Before 1500: Hans Tucher and Oswolt Krel

(22) Albrecht Dürer, Portrait of Hans XI Tucher (part of a diptych), oil on limewood, 29.7 x 24.7 cm, inv. no. G31, Schlossmuseum Weimar / Klassik Stiftung Weimar
(22) Albrecht Dürer, Portrait of Hans XI Tucher (part of a diptych), oil on limewood, 29.7 x 24.7 cm, inv. no. G31, Schlossmuseum Weimar / Klassik Stiftung Weimar
(23) Albrecht Dürer, Portrait of Oswolt Krel (part of a triptych), 1499, oil on limewood, 49.7 x 38.9 cm, inv. no. WAF 230, Alte Pinakothek Munich / Bayerische Staatsgemäldesammlungen
(23) Albrecht Dürer, Portrait of Oswolt Krel (part of a triptych), 1499, oil on limewood, 49.7 x 38.9 cm, inv. no. WAF 230, Alte Pinakothek Munich / Bayerische Staatsgemäldesammlungen

In order to track down a construction it is necessary to find the verticals along which the Vitruvian tripartite division of the face is built.

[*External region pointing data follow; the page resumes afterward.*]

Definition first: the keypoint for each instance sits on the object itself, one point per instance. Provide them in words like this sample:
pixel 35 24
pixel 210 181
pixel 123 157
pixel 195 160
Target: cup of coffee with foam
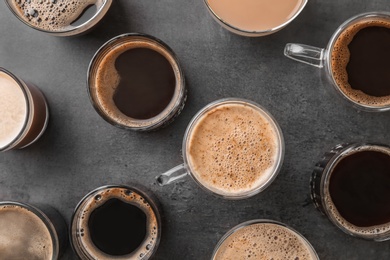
pixel 351 186
pixel 60 17
pixel 263 239
pixel 253 17
pixel 232 148
pixel 24 112
pixel 135 82
pixel 356 60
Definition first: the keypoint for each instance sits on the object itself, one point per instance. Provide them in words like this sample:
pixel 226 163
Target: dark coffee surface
pixel 117 228
pixel 360 188
pixel 147 83
pixel 369 63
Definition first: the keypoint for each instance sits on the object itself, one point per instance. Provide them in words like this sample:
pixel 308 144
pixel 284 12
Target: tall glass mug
pixel 351 186
pixel 263 239
pixel 356 60
pixel 60 18
pixel 24 113
pixel 233 148
pixel 253 17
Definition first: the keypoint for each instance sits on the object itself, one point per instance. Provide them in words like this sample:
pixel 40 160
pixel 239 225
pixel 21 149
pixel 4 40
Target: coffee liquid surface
pixel 264 241
pixel 117 228
pixel 146 85
pixel 23 235
pixel 255 15
pixel 233 149
pixel 52 15
pixel 360 188
pixel 13 109
pixel 360 62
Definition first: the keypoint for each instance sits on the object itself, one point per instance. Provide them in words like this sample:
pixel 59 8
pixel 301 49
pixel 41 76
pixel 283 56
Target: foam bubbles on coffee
pixel 264 241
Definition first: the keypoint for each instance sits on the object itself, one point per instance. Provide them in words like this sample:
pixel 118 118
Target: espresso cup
pixel 252 17
pixel 263 239
pixel 350 185
pixel 24 112
pixel 232 148
pixel 355 62
pixel 60 18
pixel 135 82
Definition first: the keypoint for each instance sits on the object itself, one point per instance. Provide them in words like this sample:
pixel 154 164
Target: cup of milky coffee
pixel 116 222
pixel 60 17
pixel 254 17
pixel 263 239
pixel 29 232
pixel 233 148
pixel 24 112
pixel 135 82
pixel 351 186
pixel 356 60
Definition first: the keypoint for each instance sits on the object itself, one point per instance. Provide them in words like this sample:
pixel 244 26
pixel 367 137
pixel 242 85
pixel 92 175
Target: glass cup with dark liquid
pixel 351 186
pixel 116 222
pixel 24 112
pixel 135 82
pixel 60 17
pixel 356 60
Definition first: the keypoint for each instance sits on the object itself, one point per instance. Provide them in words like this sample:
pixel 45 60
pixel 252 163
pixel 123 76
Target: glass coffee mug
pixel 233 148
pixel 350 185
pixel 355 62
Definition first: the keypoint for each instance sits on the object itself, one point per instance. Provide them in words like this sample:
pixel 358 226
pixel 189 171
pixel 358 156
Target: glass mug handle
pixel 306 54
pixel 172 175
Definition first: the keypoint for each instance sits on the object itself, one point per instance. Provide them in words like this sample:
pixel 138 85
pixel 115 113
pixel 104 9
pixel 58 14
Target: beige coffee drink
pixel 233 149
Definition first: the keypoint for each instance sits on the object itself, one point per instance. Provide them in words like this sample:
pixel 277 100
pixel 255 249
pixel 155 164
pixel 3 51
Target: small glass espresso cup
pixel 232 148
pixel 29 232
pixel 105 77
pixel 24 112
pixel 350 185
pixel 332 60
pixel 78 17
pixel 263 239
pixel 254 21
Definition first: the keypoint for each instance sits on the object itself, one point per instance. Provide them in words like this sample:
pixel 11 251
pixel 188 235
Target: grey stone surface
pixel 80 151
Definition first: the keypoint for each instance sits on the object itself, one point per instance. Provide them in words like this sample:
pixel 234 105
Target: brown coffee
pixel 360 62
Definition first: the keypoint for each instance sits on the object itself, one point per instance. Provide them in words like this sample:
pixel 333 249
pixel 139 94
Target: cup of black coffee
pixel 356 60
pixel 351 186
pixel 135 82
pixel 116 222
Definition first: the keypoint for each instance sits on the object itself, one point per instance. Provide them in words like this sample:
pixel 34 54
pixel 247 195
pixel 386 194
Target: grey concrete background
pixel 80 151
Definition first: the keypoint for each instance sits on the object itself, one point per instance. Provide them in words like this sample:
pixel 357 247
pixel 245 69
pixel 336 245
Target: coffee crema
pixel 23 235
pixel 264 241
pixel 360 62
pixel 233 149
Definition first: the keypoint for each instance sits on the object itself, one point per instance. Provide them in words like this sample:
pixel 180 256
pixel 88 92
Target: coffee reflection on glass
pixel 24 112
pixel 135 82
pixel 60 18
pixel 356 60
pixel 263 239
pixel 232 148
pixel 116 222
pixel 29 232
pixel 351 186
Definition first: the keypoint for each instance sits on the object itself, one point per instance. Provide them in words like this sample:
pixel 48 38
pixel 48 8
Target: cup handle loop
pixel 172 175
pixel 304 53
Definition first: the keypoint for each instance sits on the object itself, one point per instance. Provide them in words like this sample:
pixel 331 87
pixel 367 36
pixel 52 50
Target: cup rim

In a three-quarters position this cannot be the centre of the face.

 

Instead, the central vertical traverses the side of the head that is turned towards the viewer and in Dürer’s work is frequently connected to the neckline of the outer clothing (see Hieronymus Holzschuher and Jakob Muffel). 

 

The portraits of Hans Tucher and Oswolt Krel show in an exemplary manner, since both works were produced in 1499, that Dürer always sought a new solution for each portrait.

 

For Tucher he placed the central line of the grid with six fields on the back corner of the cloth hanging above and extended it down to the neckline opening of the fur collar. In the case of Krel the line extends from the clothing’s neckline through the spot where the chin ends at the neck and upwards to the crown of the head.  

For both men he deploys equidistant dimensions in the zone of the eyes, more intensively in the case of Krel. The radius of a circle inscribed into the grid determines contours of the hat (in the case of Tucher) and elements of the face (for Krel).  

 

Krel’s head is also contained in a parallelogram (see Variants II: Geometric Figures).